Duravit AG, founded in 1817 and headquartered in Hornberg, Germany, is primarily a manufacturer of porcelain bathroom fittings. In recent years, the company has diversified its scope to include other products.

==History==
Founded as a small earthenware factory by Georg Friedrich Horn in 1817 in the Black Forest, Duravit did not begin to produce sanitary fixtures until the early 20th century such as sinks, bidets, and toilets. In the 1980s, the product line was expanded to offer bathroom accessories. The 1980s and 1990s were also characterized by various corporate acquisitions, including "Ceramique de Bischwiller in 1991, "MISR TECH" in 1999, and a partial stake in Laufen. This period also saw the further growth of product lines, including the introduction of bathroom furniture. In 1994, Duravit opened a new, modern plant for the production of sanitary ceramics.

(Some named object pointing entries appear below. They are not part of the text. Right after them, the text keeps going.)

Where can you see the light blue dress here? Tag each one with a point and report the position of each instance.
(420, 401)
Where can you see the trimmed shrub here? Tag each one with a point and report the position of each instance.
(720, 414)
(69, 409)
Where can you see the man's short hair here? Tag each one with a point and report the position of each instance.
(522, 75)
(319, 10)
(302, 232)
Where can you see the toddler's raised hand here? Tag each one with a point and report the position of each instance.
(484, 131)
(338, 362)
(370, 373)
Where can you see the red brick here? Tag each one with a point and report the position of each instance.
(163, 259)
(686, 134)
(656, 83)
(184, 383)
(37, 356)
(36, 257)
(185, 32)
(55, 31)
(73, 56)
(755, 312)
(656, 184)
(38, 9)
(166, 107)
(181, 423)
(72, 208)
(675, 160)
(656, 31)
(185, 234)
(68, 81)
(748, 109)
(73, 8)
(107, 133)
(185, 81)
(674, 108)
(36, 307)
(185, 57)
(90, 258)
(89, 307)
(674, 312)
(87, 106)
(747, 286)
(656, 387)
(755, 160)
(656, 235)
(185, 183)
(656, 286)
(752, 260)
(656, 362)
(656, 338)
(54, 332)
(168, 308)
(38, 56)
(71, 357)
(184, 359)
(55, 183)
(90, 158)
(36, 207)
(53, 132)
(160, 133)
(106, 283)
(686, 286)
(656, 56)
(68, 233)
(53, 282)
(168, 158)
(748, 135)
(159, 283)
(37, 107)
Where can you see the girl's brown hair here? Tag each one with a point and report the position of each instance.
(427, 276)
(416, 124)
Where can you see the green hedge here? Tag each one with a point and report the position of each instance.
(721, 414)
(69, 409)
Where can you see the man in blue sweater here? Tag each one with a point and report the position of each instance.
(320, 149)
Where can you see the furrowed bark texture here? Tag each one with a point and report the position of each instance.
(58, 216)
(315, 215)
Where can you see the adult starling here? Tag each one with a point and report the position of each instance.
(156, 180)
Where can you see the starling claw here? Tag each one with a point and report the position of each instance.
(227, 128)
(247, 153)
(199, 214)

Duravit's expansion continued in the first decade of the 21st Century with the establishment of subsidiaries in Turkey, India and China. The Duravit Design Center in Hornberg, designed by Philippe Starck, was also completed during this time. The brand is currently available in over 130 countries.

With a joint venture agreement, the company began expanding its activities in China in 2003 and has been trading there since then as Duravit Chongqing Sanitaryware Co. Ltd. Two years later, the newly built production and administration building in Youxi Town (Jiangjin) near Chongqing was officially inaugurated. Today, the former joint venture company is a 100 percent subsidiary and trades as Duravit Sanitaryware Co. Ltd. In 2008, Duravit took over 51% of the Tunisian ceramics manufacturer Manufacture Tunisienne des Céramiques (MTC). In 2010, Duravit opened a new production site in Tarapur, India. The starting signal for Duravit Sanitaryware Technology Co. Ltd, a new engineering and assembly plant in Shanghai, fell in 2011.

== Factory sites ==
There are production facilities at several locations in Germany and abroad: Hornberg, Schenkenzell and Meißen in Germany, and in Bischwiller (France), Cairo (Egypt), Chongqing (China), Bizerte (Tunisia) and Tarapur (India).